Trust & Safety
How Safe Are UPI Payments?
How Safe Are UPI Payments?
I was showing a friend how easy it is to use PhonePe and make payments through it, and he was impressed with the level of convenience UPI offers. His first question, understandably, was — How safe is it?
My honest answer was, it’s a whole lot safer than anything you’re currently using.
People immediately have suspicions about anything that’s incredibly easy to use. It’s human nature. It’s just the way we are. “What’s the catch?”, we ask ourselves. But the truth is that having security and ease of use is not necessarily a tradeoff. You can, and ideally should, have both.
And fortunately, UPI checks both boxes.
PhonePe runs on UPI which is built over IMPS. UPI takes IMPS a few steps ahead in terms of security, application, and convenience. Also it is an easy alternative to cash and e-wallets.
Before we get into more details, let’s take a minute to define what we mean by security here. There are two key functions that the term covers.
- Recognizing user credentials, and validating authorization.
- Making sure that these details are genuine and not fake or fraudulent.
While physical identity is fairly easy to verify, verifying one’s digital identity is not as simple. The process revolves around verifying two verification factors — something physical you possess, and a piece of confidential information you know. In the case of ATM transactions, your bank card is what you have, and your PIN is what you have to remember to carry out the transaction.
So, how does UPI make transactions safer?
In today’s rapidly advancing world, mobile phones are being increasingly used for identification on various platforms like banking, billing, and e-commerce.
UPI takes advantage of that and links itself with your mobile number for identification. When you sign up for a UPI app, your phone sends a push SMS for verification purposes.This ensures that nobody can copy the OTP from another device. Using push SMSes binds your device to your mobile number and needs to be redone every time you change your device.
UPI adds an extra layer of security by requiring you to create a PIN for your transactions. To create a PIN, you’ll need to input your card details and verify an OTP sent by your bank to your registered mobile number. Every transaction needs you to key in your PIN for authorization. Physical access to your phone will not be enough to make a transaction. Which basically means that even if your phone is stolen, your PIN will still be needed to make transactions, and the money in your account stays safe.
So, regardless which transaction mode/channel you use, the transaction can only be completed with your mobile device that was registered by verifying your mobile number via SMS, and your PIN.
Key UPI features that boost security
The selling point of the UPI platform is that your money never leaves your account before your transaction is complete. There is no intermediate step where a third party receives access to your money. In short, UPI transactions are direct bank account to bank account transactions.
The way PhonePe works, you just need the payee’s bank linked mobile number to make a transaction, provided that they are a PhonePe user too.

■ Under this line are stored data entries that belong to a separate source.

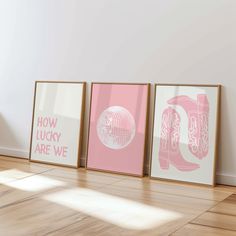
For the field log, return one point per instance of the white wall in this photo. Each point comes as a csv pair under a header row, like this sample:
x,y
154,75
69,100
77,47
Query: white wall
x,y
166,41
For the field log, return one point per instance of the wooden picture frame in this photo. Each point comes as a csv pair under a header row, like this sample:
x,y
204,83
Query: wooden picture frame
x,y
181,151
109,148
57,123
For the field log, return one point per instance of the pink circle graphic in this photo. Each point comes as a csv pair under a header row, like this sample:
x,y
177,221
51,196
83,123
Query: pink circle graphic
x,y
116,127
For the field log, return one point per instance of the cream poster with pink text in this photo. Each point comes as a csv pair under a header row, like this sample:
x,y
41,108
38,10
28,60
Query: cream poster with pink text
x,y
57,122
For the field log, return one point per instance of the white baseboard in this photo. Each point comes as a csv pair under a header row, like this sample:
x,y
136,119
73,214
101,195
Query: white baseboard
x,y
226,179
4,151
221,178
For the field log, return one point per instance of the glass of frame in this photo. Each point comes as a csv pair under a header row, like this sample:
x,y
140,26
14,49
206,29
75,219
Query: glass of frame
x,y
185,133
117,127
57,122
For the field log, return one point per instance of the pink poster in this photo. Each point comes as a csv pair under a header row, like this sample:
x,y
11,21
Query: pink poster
x,y
185,133
117,130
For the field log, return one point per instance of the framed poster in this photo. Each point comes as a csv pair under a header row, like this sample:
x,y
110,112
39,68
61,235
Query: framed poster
x,y
57,122
185,133
117,128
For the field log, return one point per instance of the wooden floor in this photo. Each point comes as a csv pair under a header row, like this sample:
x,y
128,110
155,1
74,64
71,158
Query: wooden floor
x,y
37,199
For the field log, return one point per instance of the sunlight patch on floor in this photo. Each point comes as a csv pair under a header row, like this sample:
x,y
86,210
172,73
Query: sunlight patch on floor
x,y
35,183
12,174
115,210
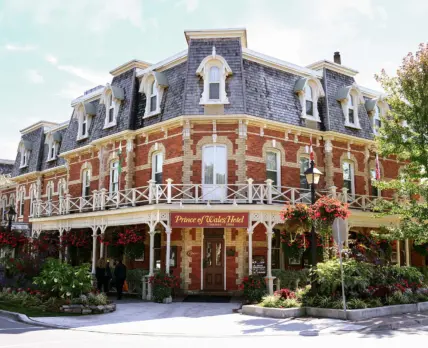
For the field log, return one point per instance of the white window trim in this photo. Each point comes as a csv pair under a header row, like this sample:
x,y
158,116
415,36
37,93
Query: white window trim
x,y
112,169
317,92
145,88
111,103
204,71
352,167
278,166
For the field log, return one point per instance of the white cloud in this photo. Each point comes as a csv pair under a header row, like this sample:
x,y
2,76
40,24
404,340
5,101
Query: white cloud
x,y
22,48
190,5
34,76
51,59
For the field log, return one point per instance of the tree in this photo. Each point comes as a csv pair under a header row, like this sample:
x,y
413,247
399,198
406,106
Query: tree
x,y
404,135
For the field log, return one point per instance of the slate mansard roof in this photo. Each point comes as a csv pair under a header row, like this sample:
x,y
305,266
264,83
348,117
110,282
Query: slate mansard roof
x,y
259,85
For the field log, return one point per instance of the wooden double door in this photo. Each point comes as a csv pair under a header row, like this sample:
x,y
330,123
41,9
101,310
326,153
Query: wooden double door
x,y
213,259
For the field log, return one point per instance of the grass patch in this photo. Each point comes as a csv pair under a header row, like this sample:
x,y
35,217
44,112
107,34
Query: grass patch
x,y
33,312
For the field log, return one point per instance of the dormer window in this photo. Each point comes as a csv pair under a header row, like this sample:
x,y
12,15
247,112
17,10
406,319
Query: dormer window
x,y
350,97
25,149
84,114
112,98
309,90
214,70
153,86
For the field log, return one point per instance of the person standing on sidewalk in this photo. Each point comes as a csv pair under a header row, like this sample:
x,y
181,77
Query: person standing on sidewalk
x,y
120,276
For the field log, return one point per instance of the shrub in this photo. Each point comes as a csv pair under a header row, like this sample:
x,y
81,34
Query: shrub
x,y
63,280
254,288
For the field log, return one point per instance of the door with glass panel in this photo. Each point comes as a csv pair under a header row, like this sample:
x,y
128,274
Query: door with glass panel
x,y
213,259
214,172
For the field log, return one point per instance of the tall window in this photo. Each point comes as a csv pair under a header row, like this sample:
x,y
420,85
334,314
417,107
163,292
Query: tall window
x,y
157,250
214,82
351,109
157,167
348,176
86,183
114,177
21,202
374,190
273,168
309,100
153,96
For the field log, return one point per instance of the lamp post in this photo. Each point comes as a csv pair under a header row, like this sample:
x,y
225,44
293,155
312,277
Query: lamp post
x,y
10,215
313,176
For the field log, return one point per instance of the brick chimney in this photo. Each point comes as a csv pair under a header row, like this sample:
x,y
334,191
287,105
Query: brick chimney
x,y
336,58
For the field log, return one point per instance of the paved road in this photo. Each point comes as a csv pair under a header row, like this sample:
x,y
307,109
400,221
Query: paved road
x,y
17,335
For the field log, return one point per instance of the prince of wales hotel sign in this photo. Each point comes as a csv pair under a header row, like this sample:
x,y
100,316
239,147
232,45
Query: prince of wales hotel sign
x,y
209,220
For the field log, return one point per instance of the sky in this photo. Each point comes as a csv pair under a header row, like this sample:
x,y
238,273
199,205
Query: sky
x,y
51,51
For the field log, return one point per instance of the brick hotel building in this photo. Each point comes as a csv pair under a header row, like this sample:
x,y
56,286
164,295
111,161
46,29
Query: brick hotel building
x,y
203,149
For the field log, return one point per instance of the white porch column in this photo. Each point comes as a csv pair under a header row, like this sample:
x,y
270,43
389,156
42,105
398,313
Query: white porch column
x,y
94,248
269,277
250,250
398,253
407,252
168,249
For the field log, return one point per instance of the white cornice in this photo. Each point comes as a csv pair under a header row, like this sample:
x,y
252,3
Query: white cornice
x,y
165,64
240,33
44,124
278,64
88,97
333,66
135,63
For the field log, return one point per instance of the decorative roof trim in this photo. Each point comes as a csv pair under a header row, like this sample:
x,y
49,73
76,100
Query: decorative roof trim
x,y
240,33
134,63
279,64
39,124
166,63
326,64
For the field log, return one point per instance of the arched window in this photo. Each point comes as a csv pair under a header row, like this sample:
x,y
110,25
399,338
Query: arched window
x,y
153,96
114,177
214,83
86,183
273,167
157,167
348,177
309,100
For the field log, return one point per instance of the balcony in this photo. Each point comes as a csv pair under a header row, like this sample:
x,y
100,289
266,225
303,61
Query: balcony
x,y
182,194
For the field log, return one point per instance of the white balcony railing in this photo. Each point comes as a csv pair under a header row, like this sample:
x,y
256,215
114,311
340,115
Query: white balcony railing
x,y
170,193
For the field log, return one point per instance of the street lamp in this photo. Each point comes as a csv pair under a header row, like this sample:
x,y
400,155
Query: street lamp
x,y
10,216
313,176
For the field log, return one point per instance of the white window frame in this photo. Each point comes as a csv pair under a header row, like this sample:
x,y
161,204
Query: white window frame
x,y
352,173
278,167
204,71
86,183
110,105
114,177
155,157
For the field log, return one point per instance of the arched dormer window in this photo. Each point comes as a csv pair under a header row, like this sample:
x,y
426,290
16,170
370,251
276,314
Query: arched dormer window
x,y
84,113
309,90
112,98
153,86
25,149
214,70
350,97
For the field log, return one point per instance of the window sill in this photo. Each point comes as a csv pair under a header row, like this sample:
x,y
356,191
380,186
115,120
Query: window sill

This removes the need to share confidential details like bank account number and IFSC number.
What about wallet apps? How safe are they?
Wallet only solutions, where money has to be added to a wallet by debiting it from your account, have gained massive popularity, partly due to the first mover advantage. However, they have glaring holes in security.
With wallet solutions, OTPs sent to your phone are required for verification purposes. This means that if your phone is stolen, OTPs can be read by whoever has your phone and used to withdraw money and transact. Plus, in the event of phone theft, money already in your wallet can be sent to others or used to pay.
The way UPI works removes these risks.
Future UPI security integrations
As a platform created by the NPCI, UPI will have further security integrations in the future.
Making UPI Aadhar/UIDAI ready is reported to be in the pipeline for UPI 2.0, and if that happens, UPI will have integrations with Aadhar’s biometric database. This will give it an extra level of biometric based security in the future.